Using Spark, SparkR and Ranger, please help.

2016-01-20 Thread Julien Carme
Hello,

I have been able to use Spark with Apache Ranger. I had the right
configuration files to Spark conf, I add Ranger jars to the classpath and
it works, Spark complies to Ranger rules when I access Hive tables.

However with SparkR it does not work, which is rather surprising
considering SparkR is supposed to be just a layer over Spark. I don't
understand why sparkR seem to behave differently, maybe I am just missing
something.

So when I run Spark when I do:

sqlContext.sql("show databases").collect()

it works, I get all my Hive databases.

But in sparkR it does not behave the same way.

when I do:

sql(sqlContext,"show databases")

...
Error in invokeJava(isStatic = FALSE, objId$id, methodName, ...) :
  java.lang.RuntimeException: [1.1] failure: ``with'' expected but
identifier show found
...

>From the documentation it seems that I need to instanciate an hiveContext.

hiveContext <- sparkRHive.init(sc)
sql(hiveContext, "show databases")

...
16/01/20 18:37:20 ERROR RBackendHandler: sql on 2 failed
Error in invokeJava(isStatic = FALSE, objId$id, methodName, ...) :
  java.lang.AssertionError: Authorization plugins not initialized!
at
org.apache.hadoop.hive.ql.session.SessionState.getAuthorizationMode(SessionState.java:1511)
at
org.apache.hadoop.hive.ql.session.SessionState.isAuthorizationModeV2(SessionState.java:1515)
at org.apache.hadoop.hive.ql.Driver.doAuthorization(Driver.java:566)
at org.apache.hadoop.hive.ql.Driver.compile(Driver.java:468)
at org.apache.hadoop.hive.ql.Driver.compile(Driver.java:308)
at
org.apache.hadoop.hive.ql.Driver.compileInternal(Driver.java:1122)
at org.apache.hadoop.hive.ql.Driver.runInternal(Driver.java:1170)
at org.apache.hadoop.hive.ql.Driver.run(Driver.java:1059)
at org.apache.hadoop.hive.ql.Driver.run(Driver.java:1049)
at
org.apache.spark.sql.hive.client.ClientWrapper$$anonfun$runHive$1.apply(ClientWrapper.scala:484)
at
org.apache.spark.sql.hive.client.ClientWrapper$$anonfun$runHive$1.apply(ClientWrapper.scala:473)
at
org.apache.spark.sql.hive.client.ClientWrapper$$anonfun$withHiveState$1.appl
...

Any help would be appreciated.

Regards,

Julien


Re: Using Spark, SparkR and Ranger, please help.

2016-01-20 Thread Ted Yu
The tail of the stack trace seems to be chopped off.

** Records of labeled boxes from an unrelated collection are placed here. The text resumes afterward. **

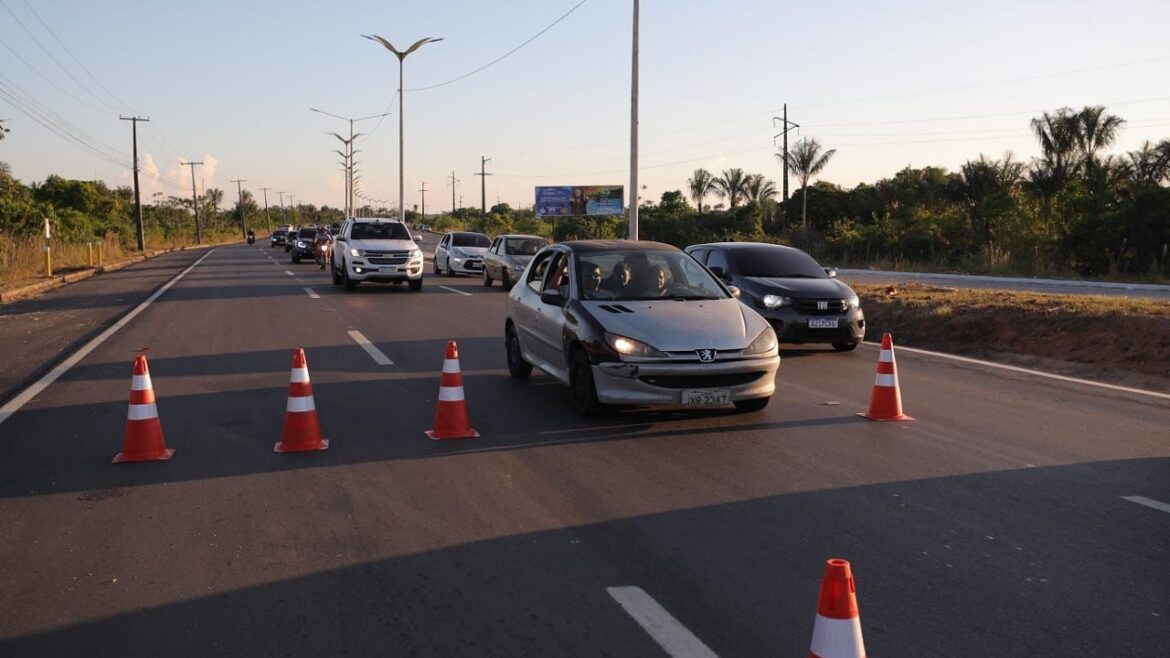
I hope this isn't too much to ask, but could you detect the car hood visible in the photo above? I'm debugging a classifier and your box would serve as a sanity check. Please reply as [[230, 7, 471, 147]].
[[743, 276, 851, 297], [581, 299, 768, 351], [345, 240, 419, 252]]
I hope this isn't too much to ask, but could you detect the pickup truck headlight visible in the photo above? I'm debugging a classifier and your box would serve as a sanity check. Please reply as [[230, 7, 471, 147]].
[[605, 331, 666, 357], [743, 327, 778, 356]]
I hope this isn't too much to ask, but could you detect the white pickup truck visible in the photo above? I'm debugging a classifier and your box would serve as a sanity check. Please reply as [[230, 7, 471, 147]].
[[330, 218, 422, 292]]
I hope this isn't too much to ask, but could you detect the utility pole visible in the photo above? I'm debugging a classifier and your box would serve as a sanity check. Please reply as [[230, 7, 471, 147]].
[[450, 171, 462, 214], [475, 156, 491, 217], [232, 178, 248, 239], [118, 115, 150, 252], [260, 187, 273, 233], [179, 162, 204, 245], [772, 103, 800, 225]]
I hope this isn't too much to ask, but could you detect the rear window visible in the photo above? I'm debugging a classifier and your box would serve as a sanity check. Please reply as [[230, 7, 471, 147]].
[[450, 233, 491, 247], [731, 247, 828, 279]]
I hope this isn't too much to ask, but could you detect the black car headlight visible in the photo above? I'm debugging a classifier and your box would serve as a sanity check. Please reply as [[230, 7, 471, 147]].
[[605, 331, 666, 358], [743, 327, 779, 356]]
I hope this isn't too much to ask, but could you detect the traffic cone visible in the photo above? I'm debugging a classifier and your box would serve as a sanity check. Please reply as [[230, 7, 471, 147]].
[[113, 354, 174, 464], [273, 348, 329, 452], [427, 341, 480, 440], [808, 558, 866, 658], [858, 334, 914, 420]]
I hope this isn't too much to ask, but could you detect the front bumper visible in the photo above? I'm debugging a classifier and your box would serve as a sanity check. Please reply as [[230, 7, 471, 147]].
[[593, 355, 780, 405]]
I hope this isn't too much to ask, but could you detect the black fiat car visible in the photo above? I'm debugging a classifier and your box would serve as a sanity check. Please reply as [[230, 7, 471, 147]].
[[686, 242, 866, 351]]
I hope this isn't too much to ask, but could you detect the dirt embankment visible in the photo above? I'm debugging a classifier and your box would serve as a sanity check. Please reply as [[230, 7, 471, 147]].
[[853, 283, 1170, 392]]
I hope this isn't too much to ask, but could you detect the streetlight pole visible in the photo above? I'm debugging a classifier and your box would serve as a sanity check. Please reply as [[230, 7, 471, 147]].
[[362, 34, 442, 224], [629, 0, 638, 240]]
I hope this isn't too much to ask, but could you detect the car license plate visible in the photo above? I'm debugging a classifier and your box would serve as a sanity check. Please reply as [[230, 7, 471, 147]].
[[682, 389, 731, 406]]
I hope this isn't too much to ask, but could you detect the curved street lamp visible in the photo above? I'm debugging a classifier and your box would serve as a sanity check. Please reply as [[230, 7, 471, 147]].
[[362, 34, 442, 224]]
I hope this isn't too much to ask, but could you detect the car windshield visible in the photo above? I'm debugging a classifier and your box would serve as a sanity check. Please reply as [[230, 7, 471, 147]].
[[350, 221, 411, 240], [577, 249, 728, 301], [731, 247, 828, 279], [450, 233, 491, 247], [504, 238, 549, 256]]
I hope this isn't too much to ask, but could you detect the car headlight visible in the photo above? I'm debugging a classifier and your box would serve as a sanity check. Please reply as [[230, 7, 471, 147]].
[[605, 331, 666, 357], [743, 327, 778, 356], [761, 295, 792, 308]]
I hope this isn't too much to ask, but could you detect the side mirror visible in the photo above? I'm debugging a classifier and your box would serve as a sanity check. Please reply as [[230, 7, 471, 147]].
[[541, 289, 566, 307]]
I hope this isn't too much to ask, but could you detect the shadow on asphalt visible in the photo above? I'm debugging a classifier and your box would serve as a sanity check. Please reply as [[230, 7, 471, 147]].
[[0, 457, 1170, 658]]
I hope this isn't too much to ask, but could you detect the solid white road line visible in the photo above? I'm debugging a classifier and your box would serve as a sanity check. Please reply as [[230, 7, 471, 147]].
[[605, 587, 718, 658], [347, 329, 394, 365], [439, 286, 472, 297], [1121, 495, 1170, 514], [0, 249, 215, 423], [866, 341, 1170, 399]]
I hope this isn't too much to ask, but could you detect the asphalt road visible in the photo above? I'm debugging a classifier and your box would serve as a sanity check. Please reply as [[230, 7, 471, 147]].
[[0, 237, 1170, 658]]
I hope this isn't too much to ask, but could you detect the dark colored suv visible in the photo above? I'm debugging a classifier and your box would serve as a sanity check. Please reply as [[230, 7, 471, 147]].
[[686, 242, 866, 351]]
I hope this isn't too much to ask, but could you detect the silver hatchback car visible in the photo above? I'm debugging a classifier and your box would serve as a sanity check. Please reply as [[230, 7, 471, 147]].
[[504, 240, 780, 416]]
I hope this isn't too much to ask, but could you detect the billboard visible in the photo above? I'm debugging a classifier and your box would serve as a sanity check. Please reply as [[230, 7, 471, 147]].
[[536, 185, 625, 217]]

Can you include the whole trace ?

Which version of Spark / Hive / Ranger are you using ?

Cheers

On Wed, Jan 20, 2016 at 9:42 AM, Julien Carme 
wrote:

> Hello,
>
> I have been able to use Spark with Apache Ranger. I had the right
> configuration files to Spark conf, I add Ranger jars to the classpath and
> it works, Spark complies to Ranger rules when I access Hive tables.
>
> However with SparkR it does not work, which is rather surprising
> considering SparkR is supposed to be just a layer over Spark. I don't
> understand why sparkR seem to behave differently, maybe I am just missing
> something.
>
> So when I run Spark when I do:
>
> sqlContext.sql("show databases").collect()
>
> it works, I get all my Hive databases.
>
> But in sparkR it does not behave the same way.
>
> when I do:
>
> sql(sqlContext,"show databases")
>
> ...
> Error in invokeJava(isStatic = FALSE, objId$id, methodName, ...) :
>   java.lang.RuntimeException: [1.1] failure: ``with'' expected but
> identifier show found
> ...
>
> From the documentation it seems that I need to instanciate an hiveContext.
>
> hiveContext <- sparkRHive.init(sc)
> sql(hiveContext, "show databases")
>
> ...
> 16/01/20 18:37:20 ERROR RBackendHandler: sql on 2 failed
> Error in invokeJava(isStatic = FALSE, objId$id, methodName, ...) :
>   java.lang.AssertionError: Authorization plugins not initialized!
> at
> org.apache.hadoop.hive.ql.session.SessionState.getAuthorizationMode(SessionState.java:1511)
> at
> org.apache.hadoop.hive.ql.session.SessionState.isAuthorizationModeV2(SessionState.java:1515)
> at
> org.apache.hadoop.hive.ql.Driver.doAuthorization(Driver.java:566)
> at org.apache.hadoop.hive.ql.Driver.compile(Driver.java:468)
> at org.apache.hadoop.hive.ql.Driver.compile(Driver.java:308)
> at
> org.apache.hadoop.hive.ql.Driver.compileInternal(Driver.java:1122)
> at org.apache.hadoop.hive.ql.Driver.runInternal(Driver.java:1170)
> at org.apache.hadoop.hive.ql.Driver.run(Driver.java:1059)
> at org.apache.hadoop.hive.ql.Driver.run(Driver.java:1049)
> at
> org.apache.spark.sql.hive.client.ClientWrapper$$anonfun$runHive$1.apply(ClientWrapper.scala:484)
> at
> org.apache.spark.sql.hive.client.ClientWrapper$$anonfun$runHive$1.apply(ClientWrapper.scala:473)
> at
> org.apache.spark.sql.hive.client.ClientWrapper$$anonfun$withHiveState$1.appl
> ...
>
> Any help would be appreciated.
>
> Regards,
>
> Julien
>